Re: [RFC PATCH v3] tick/sched: Ensure quiet_vmstat() is called when the idle tick was stopped too

From: Marcelo Tosatti
Date: Mon Apr 25 2022 - 10:59:16 EST


On Mon, Apr 25, 2022 at 04:06:04PM +0200, Christoph Lameter wrote:
> On Mon, 25 Apr 2022, Peter Zijlstra wrote:
>
> > > Folding the vmstat diffs *always* when entering idle prevents unnecessary
> > > wakeups and processing in the future and also provides more accurate
> > > counters for the VM allowing better decision to be made on reclaim.
> >
> > I'm thinking you're going to find a ton of regressions if you try it
> > though; some workloads go idle *very* shortly, doing all this accounting
> > is going to be counter-productive.
>
> Well there is usually not much to do in terms of accounting.

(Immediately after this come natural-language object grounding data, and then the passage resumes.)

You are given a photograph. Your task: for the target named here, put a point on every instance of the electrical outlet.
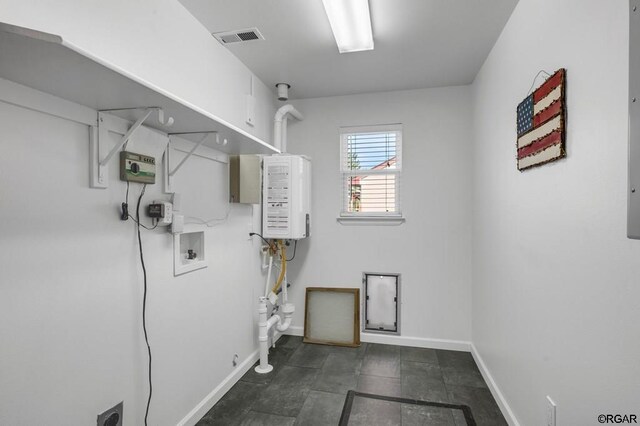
(111, 417)
(551, 412)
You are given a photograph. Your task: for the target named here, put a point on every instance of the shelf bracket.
(98, 139)
(168, 172)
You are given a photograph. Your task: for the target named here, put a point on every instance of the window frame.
(395, 217)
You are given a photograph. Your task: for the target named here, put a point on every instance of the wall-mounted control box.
(137, 167)
(245, 179)
(162, 211)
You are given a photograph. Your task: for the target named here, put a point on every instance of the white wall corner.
(216, 394)
(506, 410)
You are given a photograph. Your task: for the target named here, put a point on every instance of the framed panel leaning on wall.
(332, 316)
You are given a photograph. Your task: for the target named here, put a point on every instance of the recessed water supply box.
(188, 249)
(286, 197)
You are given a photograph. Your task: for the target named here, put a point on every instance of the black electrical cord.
(144, 300)
(295, 247)
(145, 227)
(125, 206)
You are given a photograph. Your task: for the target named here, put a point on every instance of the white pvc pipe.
(277, 124)
(263, 337)
(266, 286)
(285, 296)
(264, 325)
(283, 135)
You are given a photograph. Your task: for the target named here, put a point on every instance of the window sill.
(371, 220)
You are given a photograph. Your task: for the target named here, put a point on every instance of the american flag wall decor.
(541, 119)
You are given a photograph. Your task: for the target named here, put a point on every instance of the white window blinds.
(371, 164)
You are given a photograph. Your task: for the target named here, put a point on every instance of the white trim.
(507, 412)
(294, 330)
(416, 342)
(35, 100)
(371, 220)
(214, 396)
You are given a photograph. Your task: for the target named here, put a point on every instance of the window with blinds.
(370, 164)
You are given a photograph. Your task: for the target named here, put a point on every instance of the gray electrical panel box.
(633, 190)
(381, 302)
(245, 174)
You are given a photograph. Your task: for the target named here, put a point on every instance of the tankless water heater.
(286, 200)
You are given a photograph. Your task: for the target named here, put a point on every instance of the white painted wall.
(159, 41)
(71, 284)
(555, 285)
(432, 249)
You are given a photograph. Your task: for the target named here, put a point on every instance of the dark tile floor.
(309, 383)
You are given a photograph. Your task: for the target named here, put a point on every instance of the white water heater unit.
(286, 198)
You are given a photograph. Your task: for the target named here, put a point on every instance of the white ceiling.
(418, 43)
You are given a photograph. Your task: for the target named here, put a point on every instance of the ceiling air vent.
(238, 36)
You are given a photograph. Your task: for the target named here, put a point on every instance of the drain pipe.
(264, 325)
(279, 134)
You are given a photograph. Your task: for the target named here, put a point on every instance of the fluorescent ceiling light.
(351, 24)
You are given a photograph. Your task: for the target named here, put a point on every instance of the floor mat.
(368, 409)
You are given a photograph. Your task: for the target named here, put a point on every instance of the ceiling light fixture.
(351, 24)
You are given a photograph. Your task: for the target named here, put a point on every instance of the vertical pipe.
(266, 286)
(283, 135)
(263, 337)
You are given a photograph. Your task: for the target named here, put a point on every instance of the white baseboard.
(416, 342)
(495, 390)
(214, 396)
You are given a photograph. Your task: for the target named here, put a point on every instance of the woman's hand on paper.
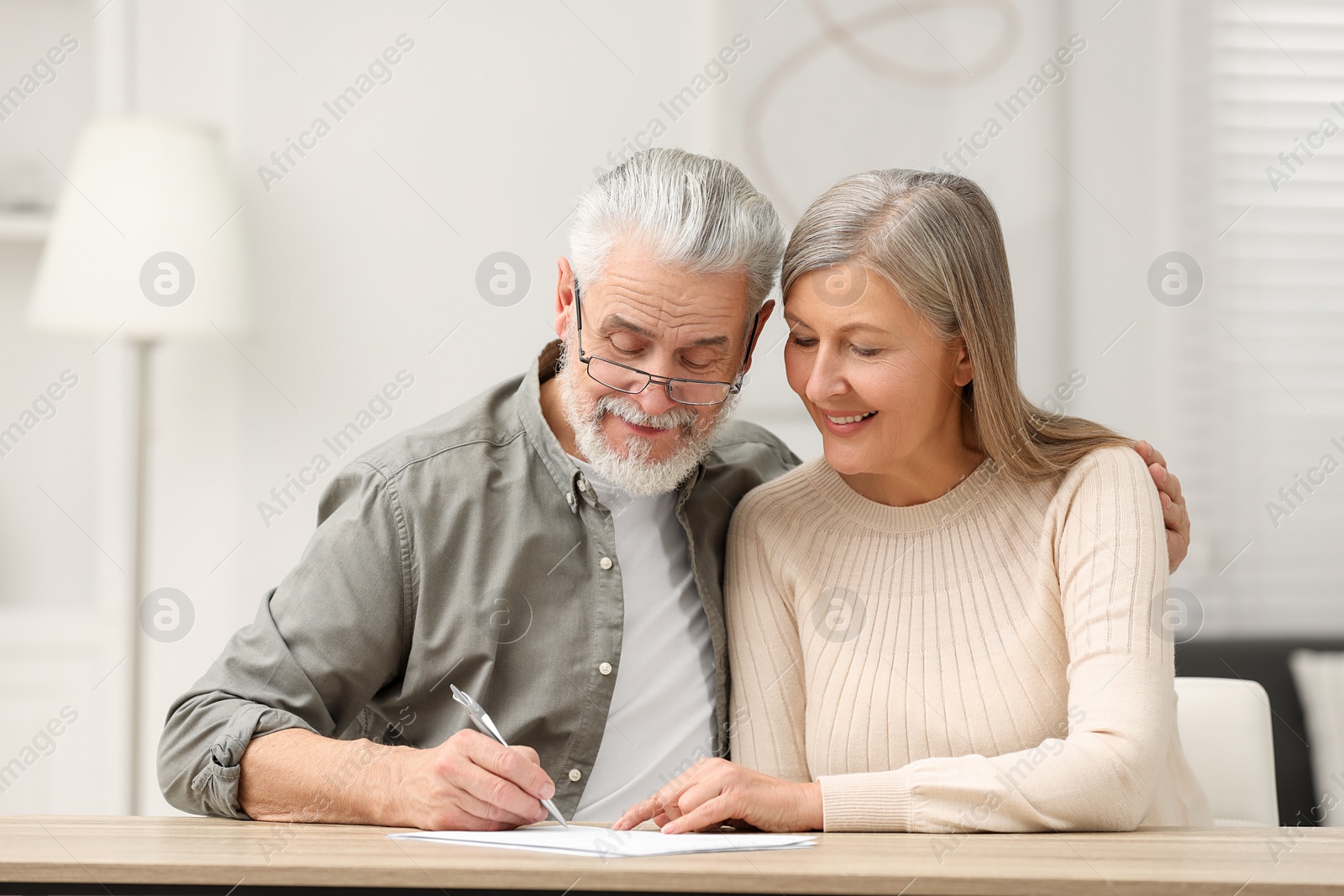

static int refresh_cpu_vm_stats(bool do_pagesets)
{
struct pglist_data *pgdat;
struct zone *zone;
int i;
int global_zone_diff[NR_VM_ZONE_STAT_ITEMS] = { 0, };
int global_node_diff[NR_VM_NODE_STAT_ITEMS] = { 0, };
int changes = 0;

for_each_populated_zone(zone) {
struct per_cpu_zonestat __percpu *pzstats = zone->per_cpu_zonestats;
#ifdef CONFIG_NUMA
struct per_cpu_pages __percpu *pcp = zone->per_cpu_pageset;
#endif

for (i = 0; i < NR_VM_ZONE_STAT_ITEMS; i++) {
int v;

v = this_cpu_xchg(pzstats->vm_stat_diff[i], 0);
if (v) {

This loop is quite heavy. Maybe reducing the data necessary to be read
to a couple of cachelines would improve it considerably.

> If there are
> a lot of updates then it is worthwhile because if the numbers are off too
> much then the VM has trouble assessing its own situation.
>
> It may depend though on how long the idle periods are. Do we have
> statistics on the duration? Always folding the vmstat deltas may also
> increase the length of the idle periods.

"Products such as the Intel® Optane™ SSD DC P4800X series have a read and write
latency of 10 microseconds, compared with a write latency of about 220
microseconds for a typical NAND flash SSD."